Building Credible Evidence for Evaluation
Course Overview
Data quality anchors credible evaluation. When datasets include gaps, inconsistencies, or weak documentation, even strong methods produce findings that stakeholders question and struggle to use. This course builds practical data quality skills for evaluators working with quantitative and qualitative data. The course keeps evaluation at the center and uses examples from both evaluation studies and monitoring datasets, since many teams support both.
Participants learn to define “quality” based on evaluation purpose and intended use. They set practical standards for collection and management, then apply routines that reduce error and increase confidence. The course also includes a focused segment on AI-supported workflows. Participants apply the same fundamentals when tools help with cleaning, summarizing, coding, or synthesis. The course stays grounded in sound evaluation practice and treats AI as a real-world context where data quality matters even more.
What You Will Learn
Participants learn to assess and strengthen data quality across the evaluation cycle. They identify common threats to quality. These include unclear definitions, missing data, inconsistent coding, and measurement error. They also address documentation gaps that limit interpretation. The course teaches routines for completeness, consistency, and accuracy. It also covers documentation practices that support defensible evidence. Participants learn how these routines strengthen monitoring data too. They improve indicator clarity and consistency over time.
The course also covers data quality when teams introduce AI tools. Participants prepare data so tools do not amplify existing issues. They use review routines to check AI-supported outputs. They compare outputs to the underlying data and documentation.
Course Format
This course is delivered as two live, virtual, instructor-led modules or as a one-day in-person session. Each module combines short demonstrations with guided practice and peer exchange. Participants work with realistic evaluation examples and leave with a take-home toolkit that includes a data quality checklist, a codebook and documentation template, and a set of reusable quality routines.
Module Breakdown
Module 1: Defining and Diagnosing Data Quality
The course begins by clarifying what “data quality” means in evaluation and how expectations should vary depending on purpose, intended use, and risk. Participants learn practical ways to define indicators and variables clearly, develop consistent codebooks, and identify common issues such as missingness, inconsistent entries, duplicate records, and unclear categories. Examples include measures commonly used in monitoring so datasets are analysis-ready and interpretable. Participants also practice quick diagnostic checks that help them determine whether a dataset is usable as-is or needs targeted improvement before analysis.

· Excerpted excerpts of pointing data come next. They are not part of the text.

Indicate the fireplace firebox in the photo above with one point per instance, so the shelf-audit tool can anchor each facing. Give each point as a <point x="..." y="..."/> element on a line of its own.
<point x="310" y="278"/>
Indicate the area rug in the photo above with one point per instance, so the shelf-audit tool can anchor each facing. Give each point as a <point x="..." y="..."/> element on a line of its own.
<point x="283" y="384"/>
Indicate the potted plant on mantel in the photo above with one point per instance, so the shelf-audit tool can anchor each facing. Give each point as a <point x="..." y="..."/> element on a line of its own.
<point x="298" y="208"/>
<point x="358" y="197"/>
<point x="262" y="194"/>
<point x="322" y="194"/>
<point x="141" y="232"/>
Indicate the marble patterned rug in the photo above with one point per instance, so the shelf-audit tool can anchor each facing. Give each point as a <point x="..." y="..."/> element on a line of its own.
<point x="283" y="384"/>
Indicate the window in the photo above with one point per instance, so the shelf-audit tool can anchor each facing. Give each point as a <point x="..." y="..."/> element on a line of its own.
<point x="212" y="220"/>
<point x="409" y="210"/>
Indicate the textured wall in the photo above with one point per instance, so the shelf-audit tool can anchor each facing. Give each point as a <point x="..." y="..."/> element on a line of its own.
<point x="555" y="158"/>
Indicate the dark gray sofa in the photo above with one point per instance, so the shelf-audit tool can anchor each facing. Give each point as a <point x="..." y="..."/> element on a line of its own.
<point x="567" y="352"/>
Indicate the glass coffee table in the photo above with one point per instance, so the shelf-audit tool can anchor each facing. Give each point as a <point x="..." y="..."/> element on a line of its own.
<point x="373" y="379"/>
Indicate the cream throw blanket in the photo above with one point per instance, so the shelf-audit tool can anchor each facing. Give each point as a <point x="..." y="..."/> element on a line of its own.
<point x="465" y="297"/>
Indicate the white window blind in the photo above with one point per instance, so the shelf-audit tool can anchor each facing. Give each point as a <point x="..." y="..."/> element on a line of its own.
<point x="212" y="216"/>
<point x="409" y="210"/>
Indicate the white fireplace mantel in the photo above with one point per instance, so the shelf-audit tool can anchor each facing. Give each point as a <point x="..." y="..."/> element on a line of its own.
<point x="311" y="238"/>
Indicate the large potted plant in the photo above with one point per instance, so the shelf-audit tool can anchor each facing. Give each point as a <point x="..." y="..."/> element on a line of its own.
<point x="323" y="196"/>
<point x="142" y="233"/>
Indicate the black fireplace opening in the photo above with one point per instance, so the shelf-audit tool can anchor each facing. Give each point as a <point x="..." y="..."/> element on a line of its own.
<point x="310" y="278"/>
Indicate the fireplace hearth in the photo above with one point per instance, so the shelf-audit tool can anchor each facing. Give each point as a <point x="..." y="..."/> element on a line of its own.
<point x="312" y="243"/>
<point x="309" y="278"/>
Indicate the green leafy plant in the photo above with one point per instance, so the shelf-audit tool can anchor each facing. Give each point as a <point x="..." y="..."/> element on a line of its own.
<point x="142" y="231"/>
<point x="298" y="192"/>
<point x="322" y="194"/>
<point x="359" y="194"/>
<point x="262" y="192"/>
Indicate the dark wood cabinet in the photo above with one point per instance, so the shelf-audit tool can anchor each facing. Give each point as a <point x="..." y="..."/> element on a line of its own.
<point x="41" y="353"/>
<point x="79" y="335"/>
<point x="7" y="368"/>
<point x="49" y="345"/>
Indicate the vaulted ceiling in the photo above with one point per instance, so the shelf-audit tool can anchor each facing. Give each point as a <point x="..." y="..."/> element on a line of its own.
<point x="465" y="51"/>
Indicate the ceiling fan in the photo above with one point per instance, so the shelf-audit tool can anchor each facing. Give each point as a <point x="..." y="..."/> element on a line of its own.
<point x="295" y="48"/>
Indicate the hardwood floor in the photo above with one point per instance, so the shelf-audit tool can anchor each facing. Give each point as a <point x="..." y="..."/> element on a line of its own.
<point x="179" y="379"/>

Module 2: Quality Routines, Documentation, and Working with AI-Supported Outputs
The second module focuses on the routines that protect quality during collection, cleaning, analysis, and reporting. Participants learn how to set up repeatable checks for accuracy and consistency and how to document decisions so results remain interpretable and defensible. The module then applies these same routines to AI-supported workflows. Participants learn where tools commonly introduce errors or remove context, and they practice straightforward review steps to confirm outputs remain aligned with the underlying data and agreed definitions. The course closes with a short action plan so participants can adopt the routines immediately.
Who Should Attend
This course is designed for evaluators, researchers, analysts, and evaluation support staff who work with qualitative or quantitative data and want a clear, practical approach to improving data quality. It is also useful for evaluation managers and MEL staff who want a shared set of expectations and routines across a team, with an emphasis on the requirements needed for credible evaluation.
Prerequisites
No prerequisites are required. Familiarity with basic data concepts such as missing values, duplicates, and simple cleaning routines is helpful but not necessary.